Excellent visual and vision-language representations are crucial in solving computer vision problems such as image retrieval, image classification, video understanding. That is why visual and vision-language models rely on curated training datasets such as ImageNet, OpenImages, Conceptual Captions, which require expert knowledge and extensive labels. All these datasets need non-trivial data collection and cleaning steps, limiting the size of datasets and hindering the trained models’ scale. In comparison, NLP models use large-scale pre-training on raw text without human labels and have achieved SotA performance on GLUE and SuperGLUE benchmarks.
Google researchers propose a technique to bridge this gap by using publicly available image alt-text data (text appearing in place of an image on a webpage when the image fails to load).

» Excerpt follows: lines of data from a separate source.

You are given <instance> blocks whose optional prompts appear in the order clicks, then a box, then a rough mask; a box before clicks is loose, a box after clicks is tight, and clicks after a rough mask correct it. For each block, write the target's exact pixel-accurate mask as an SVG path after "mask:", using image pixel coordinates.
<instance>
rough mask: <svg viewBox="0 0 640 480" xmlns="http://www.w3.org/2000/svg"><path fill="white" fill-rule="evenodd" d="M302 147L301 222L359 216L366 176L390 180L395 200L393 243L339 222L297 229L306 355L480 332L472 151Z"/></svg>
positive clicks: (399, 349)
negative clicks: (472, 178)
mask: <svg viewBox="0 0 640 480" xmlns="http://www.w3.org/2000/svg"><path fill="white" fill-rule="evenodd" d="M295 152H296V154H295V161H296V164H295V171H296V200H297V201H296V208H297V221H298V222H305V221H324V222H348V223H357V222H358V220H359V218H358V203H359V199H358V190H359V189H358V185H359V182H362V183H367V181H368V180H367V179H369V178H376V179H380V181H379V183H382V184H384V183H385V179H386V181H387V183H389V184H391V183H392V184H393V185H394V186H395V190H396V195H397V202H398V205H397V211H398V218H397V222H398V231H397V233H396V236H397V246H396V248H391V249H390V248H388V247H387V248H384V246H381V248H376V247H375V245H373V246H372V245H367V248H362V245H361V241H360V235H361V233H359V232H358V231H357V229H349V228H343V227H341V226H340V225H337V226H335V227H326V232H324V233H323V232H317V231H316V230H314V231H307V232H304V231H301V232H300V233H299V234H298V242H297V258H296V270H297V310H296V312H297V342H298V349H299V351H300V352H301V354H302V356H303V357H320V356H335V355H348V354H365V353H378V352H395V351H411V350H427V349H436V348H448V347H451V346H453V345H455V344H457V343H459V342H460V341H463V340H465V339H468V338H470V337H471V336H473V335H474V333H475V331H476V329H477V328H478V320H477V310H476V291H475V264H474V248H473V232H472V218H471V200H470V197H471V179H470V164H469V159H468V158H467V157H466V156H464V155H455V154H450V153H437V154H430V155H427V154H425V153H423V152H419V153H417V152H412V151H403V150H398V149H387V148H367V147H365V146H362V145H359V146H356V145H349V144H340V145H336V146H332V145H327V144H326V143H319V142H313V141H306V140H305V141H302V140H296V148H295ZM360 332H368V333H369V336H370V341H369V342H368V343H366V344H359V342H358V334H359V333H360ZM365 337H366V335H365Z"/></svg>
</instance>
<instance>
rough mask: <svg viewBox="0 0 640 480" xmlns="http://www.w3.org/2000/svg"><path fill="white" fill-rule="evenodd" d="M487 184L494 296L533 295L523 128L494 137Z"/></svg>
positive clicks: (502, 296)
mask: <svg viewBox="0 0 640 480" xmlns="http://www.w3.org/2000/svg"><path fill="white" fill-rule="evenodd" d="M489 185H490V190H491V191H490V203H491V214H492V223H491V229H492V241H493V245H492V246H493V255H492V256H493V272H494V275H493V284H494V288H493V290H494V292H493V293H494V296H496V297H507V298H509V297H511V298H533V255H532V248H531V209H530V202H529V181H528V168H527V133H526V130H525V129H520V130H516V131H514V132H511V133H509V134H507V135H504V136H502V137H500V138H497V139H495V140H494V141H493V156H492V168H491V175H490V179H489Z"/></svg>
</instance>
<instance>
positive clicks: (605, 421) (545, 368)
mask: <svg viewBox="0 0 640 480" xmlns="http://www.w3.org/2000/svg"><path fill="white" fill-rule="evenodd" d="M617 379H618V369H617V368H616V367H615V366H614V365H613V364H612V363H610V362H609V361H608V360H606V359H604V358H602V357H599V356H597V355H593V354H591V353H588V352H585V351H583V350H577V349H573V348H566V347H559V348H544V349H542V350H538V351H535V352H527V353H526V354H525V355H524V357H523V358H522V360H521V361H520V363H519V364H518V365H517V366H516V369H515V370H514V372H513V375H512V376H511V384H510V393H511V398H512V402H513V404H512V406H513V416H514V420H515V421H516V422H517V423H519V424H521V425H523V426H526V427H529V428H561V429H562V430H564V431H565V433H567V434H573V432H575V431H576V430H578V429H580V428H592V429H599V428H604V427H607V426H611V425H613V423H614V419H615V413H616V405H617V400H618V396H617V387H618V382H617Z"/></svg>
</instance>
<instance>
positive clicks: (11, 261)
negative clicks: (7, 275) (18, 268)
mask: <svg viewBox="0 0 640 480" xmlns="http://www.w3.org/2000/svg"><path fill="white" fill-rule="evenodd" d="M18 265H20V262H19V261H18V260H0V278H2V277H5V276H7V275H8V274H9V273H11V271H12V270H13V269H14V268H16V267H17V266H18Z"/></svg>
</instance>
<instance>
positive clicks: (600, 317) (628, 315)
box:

The team employs these image alt-text data to train larger, state-of-the-art vision and vision-language models.
Alt-texts describe the image that fails to load on a webpage. Sometimes the text is unrelated to its paired image, making the dataset “noisy.” The researchers constructed a Conceptual Captions dataset to obtain a version of raw English alt-text data (image and alt-text pairs). They applied minimal frequency-based filtering for cleaning instead of heavy filtering and post-processing. The resulting dataset is much larger but at the same time noisier of 1.8B image-text pairs.
ALIGN: A Large-scale Image and Noisy-Text Embedding
The team used a simple dual-encoder architecture to build larger and more powerful models quickly. The architecture learns to align visual and language representations of the image and text pairs. Image and text encoders are trained based on contrastive loss that pushes the matched image-text pairs embeddings together while pushing those of non-matched image-text pairs apart.

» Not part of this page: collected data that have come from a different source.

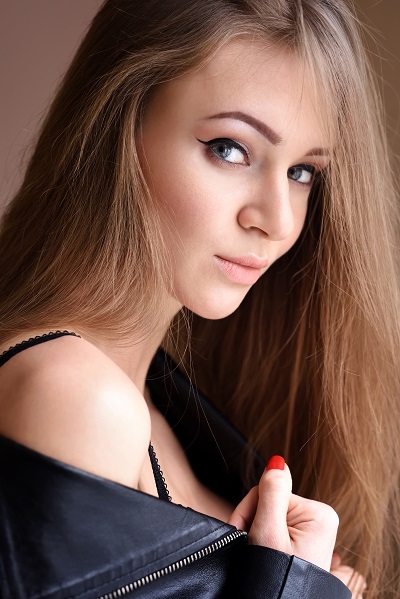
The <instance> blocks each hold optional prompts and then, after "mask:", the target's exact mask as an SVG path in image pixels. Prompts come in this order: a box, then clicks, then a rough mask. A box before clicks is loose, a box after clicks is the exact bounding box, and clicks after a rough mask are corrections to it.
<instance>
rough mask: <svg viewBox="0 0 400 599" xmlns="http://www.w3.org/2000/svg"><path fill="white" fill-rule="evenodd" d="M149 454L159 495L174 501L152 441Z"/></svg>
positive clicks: (165, 499)
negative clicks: (163, 473) (166, 482)
mask: <svg viewBox="0 0 400 599" xmlns="http://www.w3.org/2000/svg"><path fill="white" fill-rule="evenodd" d="M149 455H150V462H151V466H152V468H153V474H154V479H155V482H156V487H157V492H158V496H159V498H160V499H164V501H172V497H171V495H170V493H169V490H168V487H167V483H166V482H165V478H164V474H163V471H162V470H161V468H160V464H159V461H158V458H157V455H156V452H155V451H154V447H153V445H152V444H151V443H150V445H149Z"/></svg>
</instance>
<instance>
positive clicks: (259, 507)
mask: <svg viewBox="0 0 400 599" xmlns="http://www.w3.org/2000/svg"><path fill="white" fill-rule="evenodd" d="M291 492H292V477H291V475H290V470H289V468H288V466H287V465H286V464H285V461H284V459H283V458H281V457H280V456H274V457H273V458H271V460H270V461H269V462H268V464H267V466H266V468H265V471H264V473H263V475H262V476H261V479H260V483H259V489H258V505H257V511H256V514H255V517H254V521H253V524H252V527H251V530H250V536H249V538H250V542H252V543H256V544H259V545H265V546H267V547H271V548H273V549H280V550H281V551H282V550H283V549H282V547H289V546H290V539H289V533H288V527H287V519H286V516H287V511H288V507H289V501H290V497H291Z"/></svg>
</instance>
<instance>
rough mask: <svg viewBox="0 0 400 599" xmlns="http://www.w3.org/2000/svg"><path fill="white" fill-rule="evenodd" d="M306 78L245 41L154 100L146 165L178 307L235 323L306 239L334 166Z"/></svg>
mask: <svg viewBox="0 0 400 599" xmlns="http://www.w3.org/2000/svg"><path fill="white" fill-rule="evenodd" d="M304 71H305V69H304V68H303V65H302V64H301V63H300V62H299V60H298V59H297V58H296V57H295V56H294V55H292V54H288V53H282V52H278V51H277V50H276V49H272V48H270V49H266V48H265V47H264V45H263V44H261V43H260V42H254V41H253V42H250V41H243V40H242V41H235V42H232V43H230V44H229V45H227V46H226V47H224V48H223V49H222V50H220V51H219V52H218V53H217V54H216V55H215V56H214V58H213V59H212V60H211V61H210V62H209V63H208V64H207V66H205V67H204V68H202V69H201V70H198V71H196V72H192V73H189V74H187V75H185V76H182V77H180V78H179V79H176V80H173V81H171V82H168V83H166V84H164V85H162V86H160V88H159V89H158V90H157V92H156V93H155V95H154V97H153V98H152V100H151V102H150V104H149V106H148V108H147V112H146V115H145V119H144V123H143V138H142V163H143V168H144V172H145V175H146V179H147V182H148V184H149V187H150V190H151V192H152V194H153V196H154V197H155V199H156V201H157V203H158V205H159V206H160V210H161V220H162V232H163V235H164V239H165V243H166V249H167V252H168V259H169V260H170V264H171V267H172V275H173V281H172V283H173V290H172V293H171V295H172V296H173V303H174V307H175V308H177V307H179V306H180V305H185V306H186V307H188V308H189V309H191V310H192V311H193V312H195V313H196V314H199V315H200V316H203V317H205V318H212V319H213V318H223V317H224V316H227V315H229V314H231V313H232V312H233V311H234V310H235V309H236V308H237V307H238V306H239V304H240V303H241V301H242V300H243V298H244V296H245V295H246V293H247V292H248V290H249V289H250V287H251V286H252V285H253V284H254V283H255V282H256V281H257V280H258V279H259V278H260V277H261V276H262V275H263V274H264V273H265V271H266V270H267V269H268V268H269V266H270V265H271V264H272V263H273V262H275V261H276V260H278V258H280V257H281V256H282V255H283V254H285V252H287V251H288V250H289V249H290V248H291V247H292V246H293V244H294V243H295V241H296V240H297V238H298V237H299V235H300V232H301V230H302V227H303V224H304V220H305V216H306V211H307V202H308V196H309V193H310V189H311V184H312V181H313V177H314V174H315V173H316V172H317V171H318V170H321V169H322V168H324V167H325V166H326V165H327V162H328V156H327V150H326V140H325V139H324V135H323V129H322V127H321V124H320V122H319V119H318V118H317V115H316V113H315V111H314V104H313V95H312V92H311V89H310V86H309V83H308V81H307V77H306V76H305V73H304Z"/></svg>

Scaling up the model size is made easy with the large-scale dataset. The resulting representations are then used for downstream visual and vision-language tasks. Without requiring fine-tuning, ALIGN powers cross-modal search – image-to-text search, text-to-image search, and search with joint image+text queries.

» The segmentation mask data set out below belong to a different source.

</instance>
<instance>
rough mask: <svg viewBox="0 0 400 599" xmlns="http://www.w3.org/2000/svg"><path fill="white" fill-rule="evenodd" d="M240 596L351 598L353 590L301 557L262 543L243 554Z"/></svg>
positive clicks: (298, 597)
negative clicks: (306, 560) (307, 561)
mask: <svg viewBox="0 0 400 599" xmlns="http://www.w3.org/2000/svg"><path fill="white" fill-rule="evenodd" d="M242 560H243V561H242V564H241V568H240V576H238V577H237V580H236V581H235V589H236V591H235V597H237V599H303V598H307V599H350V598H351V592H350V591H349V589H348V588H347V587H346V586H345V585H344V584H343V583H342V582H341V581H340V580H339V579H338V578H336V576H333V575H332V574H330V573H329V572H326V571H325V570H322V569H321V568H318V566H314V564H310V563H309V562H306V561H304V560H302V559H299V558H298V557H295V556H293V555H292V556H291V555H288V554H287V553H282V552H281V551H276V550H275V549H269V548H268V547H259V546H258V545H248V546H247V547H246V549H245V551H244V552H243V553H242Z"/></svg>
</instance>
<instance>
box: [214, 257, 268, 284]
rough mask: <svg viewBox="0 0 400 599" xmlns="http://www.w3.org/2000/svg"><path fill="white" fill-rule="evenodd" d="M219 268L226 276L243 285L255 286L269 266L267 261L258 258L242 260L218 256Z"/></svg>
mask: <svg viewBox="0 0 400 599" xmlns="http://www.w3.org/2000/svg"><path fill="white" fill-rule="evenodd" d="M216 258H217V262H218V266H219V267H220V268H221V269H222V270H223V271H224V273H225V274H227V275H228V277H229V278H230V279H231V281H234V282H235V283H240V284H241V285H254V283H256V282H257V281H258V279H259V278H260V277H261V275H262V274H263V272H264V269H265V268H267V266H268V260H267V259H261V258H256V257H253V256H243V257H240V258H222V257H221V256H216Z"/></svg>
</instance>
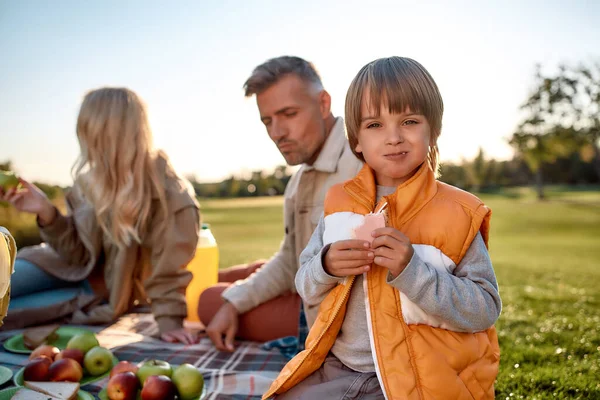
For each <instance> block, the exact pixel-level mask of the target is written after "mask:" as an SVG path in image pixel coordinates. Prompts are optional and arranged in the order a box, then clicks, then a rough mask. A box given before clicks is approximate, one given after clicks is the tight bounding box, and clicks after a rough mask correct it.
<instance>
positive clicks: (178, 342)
mask: <svg viewBox="0 0 600 400" xmlns="http://www.w3.org/2000/svg"><path fill="white" fill-rule="evenodd" d="M160 338H161V339H162V340H164V341H165V342H169V343H183V344H194V343H198V340H199V339H198V336H197V335H194V334H192V333H191V332H188V331H187V330H186V329H185V328H180V329H175V330H173V331H169V332H165V333H163V334H161V335H160Z"/></svg>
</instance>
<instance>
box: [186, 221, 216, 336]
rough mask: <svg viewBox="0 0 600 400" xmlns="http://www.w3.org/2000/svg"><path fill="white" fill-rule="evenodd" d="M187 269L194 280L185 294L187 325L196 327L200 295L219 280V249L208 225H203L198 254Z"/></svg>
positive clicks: (198, 243)
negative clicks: (206, 288) (206, 289)
mask: <svg viewBox="0 0 600 400" xmlns="http://www.w3.org/2000/svg"><path fill="white" fill-rule="evenodd" d="M187 269H188V271H190V272H191V273H192V275H193V278H192V281H191V282H190V284H189V285H188V287H187V289H186V292H185V298H186V302H187V309H188V316H187V318H186V325H188V326H192V327H194V326H195V325H197V324H199V323H200V319H199V318H198V300H199V299H200V294H201V293H202V291H203V290H204V289H206V288H207V287H209V286H212V285H215V284H216V283H217V281H218V278H219V248H218V247H217V241H216V240H215V237H214V236H213V234H212V232H211V230H210V225H208V224H202V227H201V229H200V238H199V239H198V246H197V247H196V254H195V255H194V258H193V259H192V261H190V263H189V264H188V266H187Z"/></svg>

Evaluation and Future Work
The learned ALIGN model with EfficientNet-L2 (image encoder) and BERT-Large (text encoder) achieves SOTA performance on several image-text retrieval tasks in zero-shot as well as fine-tuned settings. Furthermore, ALIGN is a robust image representation model that outperforms CLIP and achieves a SOTA result of 85.5% top-1 accuracy on ImageNet.
In image classification problems, each class is treated as independent IDs, and the classification layers need to be trained with at least a few shots of labeled data per class. Since class names are also natural language phrases, ALIGN can be easily used for image classification without training data.
Although this methodology offers promising results, it is crucial to analyze the data and the resulting model before using the model in practice. Considerations should be made towards the potential for harmful text data in alt-texts to reinforce such harms. Efforts should be made to balance the data to prevent any reinforcing stereotypes from the web data. Additional analysis is needed to ensure that the demographic distribution of humans and related cultural items does not cause skewed model performance.